I eat lunch in a cafeteria area in an adjacent building to my office. Normally, I eat with coworkers, but today it was just me and The King for an hour.
A group of young professionals took up some tables nearby. I'm used to seeing this group at around the same time every day. One of them is mocked behind his back by my coworkers and I on a regular basis, because one day he used the phrase "that's how I roll" about seventeen times in a five-minute span. Really, he brought it on himself.
Today, as I read, I overheard some of their conversation, which moved from upcoming movies to recent vacations. Apparently, this cat and his sig-other had just gotten back from travelling. He described going to Hot Springs, Arkansas, and a few other places.
As he described the small towns, the disdain in his voice was palpable.
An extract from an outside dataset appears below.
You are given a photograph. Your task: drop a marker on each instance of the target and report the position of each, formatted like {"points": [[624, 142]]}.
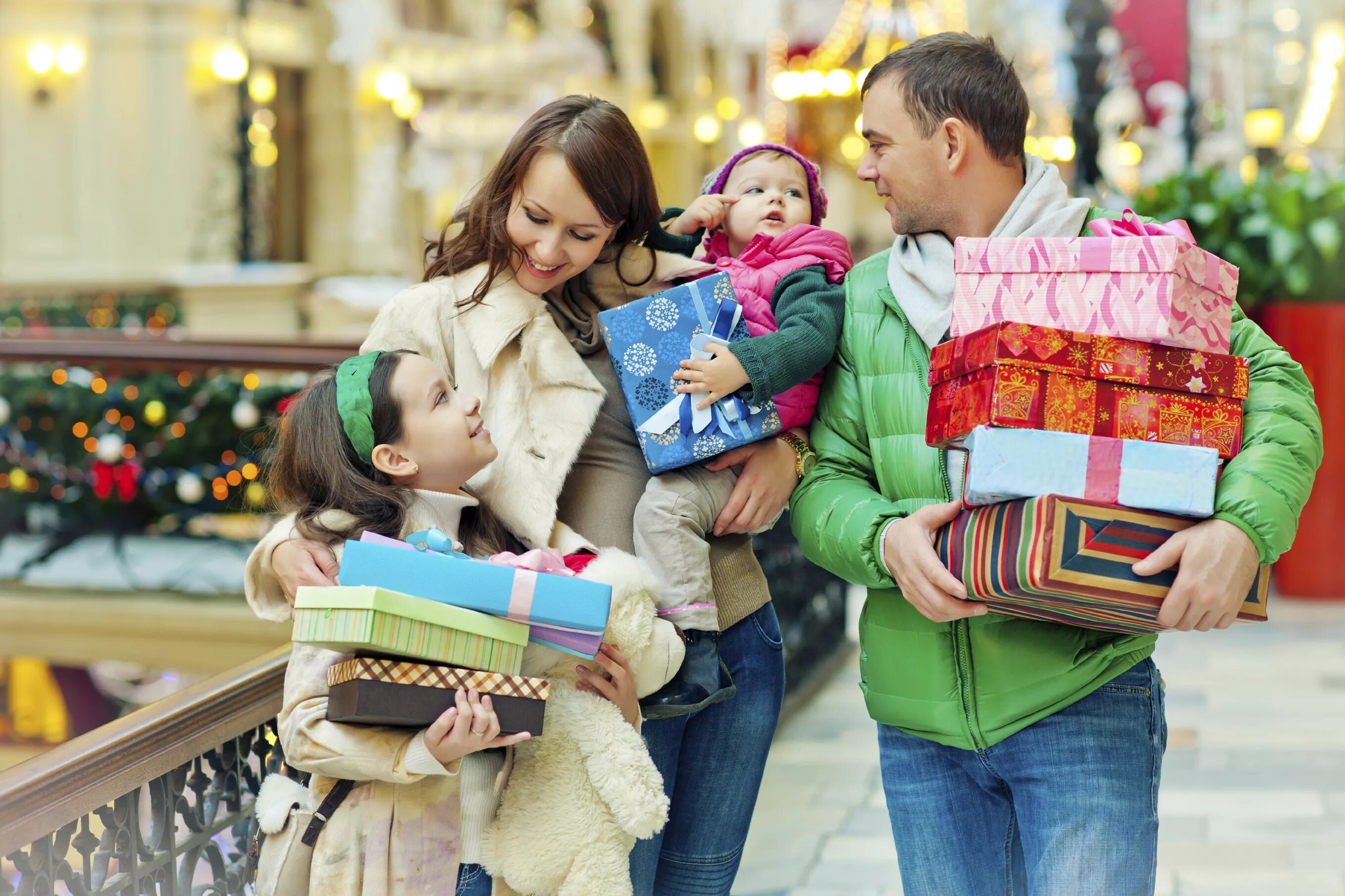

He revelled in recounting the backwardness of the townsfolk. How there was a brochure for "some kind of museum about China" that he thought would be pretty cool, until he found out it was in someone's house. (Granted, that's pretty funny and ridiculuous.) But he kept going on and on about how these people were "so out of touch with the world" that they treated this couple who visited the Far East as "travellers with news of the outside world!" One of his tablemates said that the rest of the town probably would never go anywhere themselves, so that was exciting to them.
At first, I listened to this good-humoredly, even chuckling a little to myself. Then I started thinking, "how would the townspeople think about his descriptions, his tone?" My laughter stopped. He started sounding like an arrogant urban-dweller, dismissing small-town life as provincial and backward. It sounded ugly and obnoxious. (Which, incidentally, means I sound that way sometimes, when I do the same thing.)
Of course, it didn't help his cause when he started talking about visiting his "bible-thumper" sister and brother-in-law. He talked about how they were very "cult-like" because they believe everything the Bible says (gasp!). The others at his table laughed their disbelief. He started saying how most of "those stories" are found in other cultures that predate the Bible anyway, though I think he mentioned Babylonian culture--which does not necessarily predate the Bible, incidentally. He said, "Come on, a man swallowed by a whale? That's impossible! And what, God and Satan push around this guy named Job for kicks, and have a good laugh about it?"
On he went. I had to force myself to focus on my book. Once, he caught my eye before I looked back down at the page I was stuck on for ten minutes. I wonder what my face looked like to him. I wonder what he thought. He seemed to be surprised that anyone else was listening. For a split-second, he had the look of someone who was afraid to offend.
Was I offended? No, I wouldn't call it that. Mildly piqued. Bemused by his typical assertions and garden-variety skepticism. (Do I sound a little disdainful myself? Hmm.) Was I going to jump up and "defend the faith" or go all Josh-McDowell on him? No. I was not.
Why? Maybe because I don't have all the facts and the counter-references at my mental fingertips, and I wouldn't have anything stronger than an "I believe" and a vague historical reference to back me up. Maybe because I work in a medical facility, a field long abandoned by the mass of Christians and left to the hands of rationalists who are overwhelmingly materialist. Houston may be in the South, but it's not necessarily in the "Bible Belt," which I suppose is as you would expect of big cities. Maybe it's one of the little holes you latch the Belt through. Eyelets. Whatever they're called.
Or maybe I didn't step up and let out my theological battlecry is because I'm indifferent. Maybe I was treating it like I treat most political arguments these days: walking away, head shaking, thinking, "rage on, friend, do your thing. at the end, we'll see what we'll see."
I think I'm pretty satisfied with my non-engagement in political discourse these days, but is that approach appropriate in spiritual matters, where the stakes are so much higher? Probably not. In fact, it's probably dead-wrong.
There's a right way to engage those situations as a believer. There's certainly a wrong way, too, a way that many well-intentioned Christians fall into. But there is a right way that is both confrontational and loving. There's a way to have friendly and respectful discussions about faith, without turning into a wind-up rhetoric-box. It can be done. I've actually been occasionally successful doing it before. But today... well, today, I don't know. I just didn't bother.
Should I have "defended the faith"? Yeah. But I didn't. I threw away my lunch trash, tucked my book under my arm, and walked away, idly swinging my lunch bag, shaking my head.